Slain reporter honored at memorial

? Slain journalist Daniel Pearl was remembered in a memorial service Sunday as a husband who vowed to remain open to new cultures, a songwriter who believed the world was good, and a man who hoped he could make it better.

Pearl’s wife, Mariane Pearl, said the couple drew up a wedding contract where they promised “to always remain open to new cultures and new people, and to inspire others with our relationship.”

“We felt we were really lucky to have met each other,” she said. “The more time we spent together, the more we loved each other.”

Mariane Pearl, a French freelance journalist who married Pearl in August 1999 in Paris and lived and worked with him in India, said they went everywhere together. She said she doesn’t understand why she wasn’t with him the night he was kidnapped.

“Even death cannot separate us. I make the commitment to enable him to live throughout me, throughout our son,” said Pearl, who is expecting the couple’s only child in May.

Pearl’s friends talked about his uncanny ability to talk his way out of predicaments  even once persuading a cab driver to lend him his belt for a job interview. They said that when he was kidnapped in Pakistan, they hoped he would talk his way out of that as well.

“He knew for sure that no matter how complex the situation, some good fairy would take care of him, and she did for 38 years,” said Pearl’s father, Judea Pearl.

There was more laughter than tears as people recounted anecdotes from Pearl’s youth in Los Angeles, his college years at Stanford University and his career. They also recalled his musical talent on the fiddle and other instruments.

Members of one of the bands Pearl played in, The Clamp in Washington, D.C., played a song they had composed with Pearl called “The World is Not a Bad Place.”

The song was written to welcome the unborn son of a friend into the world.

Pearl, 38, South Asia bureau chief for the Journal, was kidnapped while researching links between Pakistani extremists and shoe-bombing suspect Richard C. Reid. A videotape received Feb. 22 by U.S. diplomats in Karachi showed Pearl dead. His body has not been found.

The chief suspect in his kidnapping and slaying, British-born Islamic militant Ahmed Omar Saeed Sheikh, goes on trial Tuesday before Pakistan’s anti-terrorism court.

In a news conference held after the service, Pearl’s friend since childhood, Daniel Gill, announced that the nonprofit Daniel Pearl Foundation had been established to support charities that inspired Pearl, promote cross-cultural understanding, and to prevent violence.

“He was courageous and brave because Danny, more than anyone I knew, had the courage to live, and live well.

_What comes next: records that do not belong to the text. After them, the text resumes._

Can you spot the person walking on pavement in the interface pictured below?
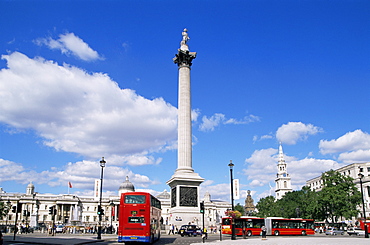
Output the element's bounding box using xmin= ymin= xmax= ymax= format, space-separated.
xmin=168 ymin=224 xmax=175 ymax=235
xmin=261 ymin=225 xmax=267 ymax=240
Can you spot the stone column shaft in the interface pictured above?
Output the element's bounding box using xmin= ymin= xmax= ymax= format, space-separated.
xmin=177 ymin=65 xmax=193 ymax=172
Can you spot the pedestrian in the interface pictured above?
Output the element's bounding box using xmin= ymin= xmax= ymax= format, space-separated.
xmin=168 ymin=224 xmax=174 ymax=235
xmin=261 ymin=225 xmax=267 ymax=240
xmin=202 ymin=227 xmax=207 ymax=239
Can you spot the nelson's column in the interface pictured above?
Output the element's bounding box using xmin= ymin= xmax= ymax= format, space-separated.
xmin=167 ymin=29 xmax=204 ymax=225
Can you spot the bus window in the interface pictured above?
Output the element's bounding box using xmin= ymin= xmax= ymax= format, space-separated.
xmin=125 ymin=195 xmax=146 ymax=204
xmin=222 ymin=219 xmax=230 ymax=225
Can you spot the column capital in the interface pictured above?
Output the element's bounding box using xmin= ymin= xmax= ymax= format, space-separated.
xmin=173 ymin=49 xmax=196 ymax=67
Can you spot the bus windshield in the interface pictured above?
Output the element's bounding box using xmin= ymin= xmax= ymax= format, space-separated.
xmin=124 ymin=195 xmax=146 ymax=204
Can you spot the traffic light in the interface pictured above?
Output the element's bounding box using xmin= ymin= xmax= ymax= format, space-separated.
xmin=49 ymin=206 xmax=54 ymax=215
xmin=12 ymin=206 xmax=16 ymax=213
xmin=97 ymin=205 xmax=104 ymax=215
xmin=200 ymin=201 xmax=204 ymax=213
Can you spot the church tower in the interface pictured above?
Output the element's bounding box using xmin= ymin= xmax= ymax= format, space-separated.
xmin=275 ymin=143 xmax=292 ymax=200
xmin=167 ymin=29 xmax=204 ymax=225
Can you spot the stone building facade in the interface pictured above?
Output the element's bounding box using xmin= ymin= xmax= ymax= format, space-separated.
xmin=1 ymin=178 xmax=231 ymax=232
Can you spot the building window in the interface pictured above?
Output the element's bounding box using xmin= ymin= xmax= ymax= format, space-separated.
xmin=359 ymin=168 xmax=364 ymax=172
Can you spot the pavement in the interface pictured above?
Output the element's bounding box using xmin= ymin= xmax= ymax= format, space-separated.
xmin=2 ymin=232 xmax=370 ymax=245
xmin=2 ymin=232 xmax=118 ymax=245
xmin=192 ymin=236 xmax=370 ymax=245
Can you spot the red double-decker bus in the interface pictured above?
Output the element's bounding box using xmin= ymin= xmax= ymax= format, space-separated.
xmin=222 ymin=217 xmax=265 ymax=236
xmin=265 ymin=217 xmax=315 ymax=236
xmin=118 ymin=192 xmax=162 ymax=243
xmin=222 ymin=217 xmax=314 ymax=236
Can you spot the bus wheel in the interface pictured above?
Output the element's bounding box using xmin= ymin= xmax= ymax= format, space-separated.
xmin=301 ymin=230 xmax=306 ymax=236
xmin=274 ymin=230 xmax=280 ymax=236
xmin=247 ymin=230 xmax=252 ymax=237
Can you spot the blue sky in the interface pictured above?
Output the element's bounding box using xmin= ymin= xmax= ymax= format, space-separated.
xmin=0 ymin=0 xmax=369 ymax=204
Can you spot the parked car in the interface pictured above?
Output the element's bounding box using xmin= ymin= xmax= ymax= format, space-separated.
xmin=347 ymin=227 xmax=365 ymax=236
xmin=55 ymin=225 xmax=65 ymax=233
xmin=178 ymin=225 xmax=202 ymax=237
xmin=325 ymin=228 xmax=344 ymax=235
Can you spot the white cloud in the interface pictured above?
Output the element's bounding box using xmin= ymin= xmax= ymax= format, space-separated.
xmin=0 ymin=159 xmax=38 ymax=184
xmin=0 ymin=52 xmax=178 ymax=163
xmin=276 ymin=122 xmax=322 ymax=145
xmin=244 ymin=148 xmax=280 ymax=187
xmin=319 ymin=130 xmax=370 ymax=163
xmin=199 ymin=113 xmax=225 ymax=132
xmin=243 ymin=147 xmax=342 ymax=196
xmin=253 ymin=134 xmax=273 ymax=143
xmin=338 ymin=150 xmax=370 ymax=164
xmin=35 ymin=32 xmax=102 ymax=61
xmin=288 ymin=158 xmax=341 ymax=187
xmin=199 ymin=113 xmax=260 ymax=132
xmin=191 ymin=109 xmax=200 ymax=122
xmin=200 ymin=183 xmax=231 ymax=202
xmin=319 ymin=129 xmax=370 ymax=154
xmin=0 ymin=158 xmax=156 ymax=192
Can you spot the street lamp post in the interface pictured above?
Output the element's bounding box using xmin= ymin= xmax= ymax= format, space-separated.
xmin=228 ymin=160 xmax=236 ymax=240
xmin=358 ymin=173 xmax=369 ymax=238
xmin=110 ymin=201 xmax=114 ymax=234
xmin=97 ymin=157 xmax=106 ymax=240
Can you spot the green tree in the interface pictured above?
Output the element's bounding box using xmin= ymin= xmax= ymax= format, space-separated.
xmin=255 ymin=196 xmax=277 ymax=217
xmin=318 ymin=169 xmax=361 ymax=224
xmin=275 ymin=190 xmax=304 ymax=218
xmin=300 ymin=186 xmax=323 ymax=220
xmin=234 ymin=203 xmax=245 ymax=216
xmin=274 ymin=187 xmax=321 ymax=219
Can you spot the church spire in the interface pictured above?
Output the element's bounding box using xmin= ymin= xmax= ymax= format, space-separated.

I think he lived more in his 38 years than I have and probably ever will,” Gill said.

Information about the invitation-only service at Skirball Cultural Center came through a single pool reporter who was allowed to attend.

Others at the service included Wall Street Journal Managing Editor Paul Steiger, John K. Bauman, the consul general for Karachi, Pakistan, and boxing legend Muhammad Ali, who had pleaded for Pearl to be freed after his Jan. 23 kidnapping.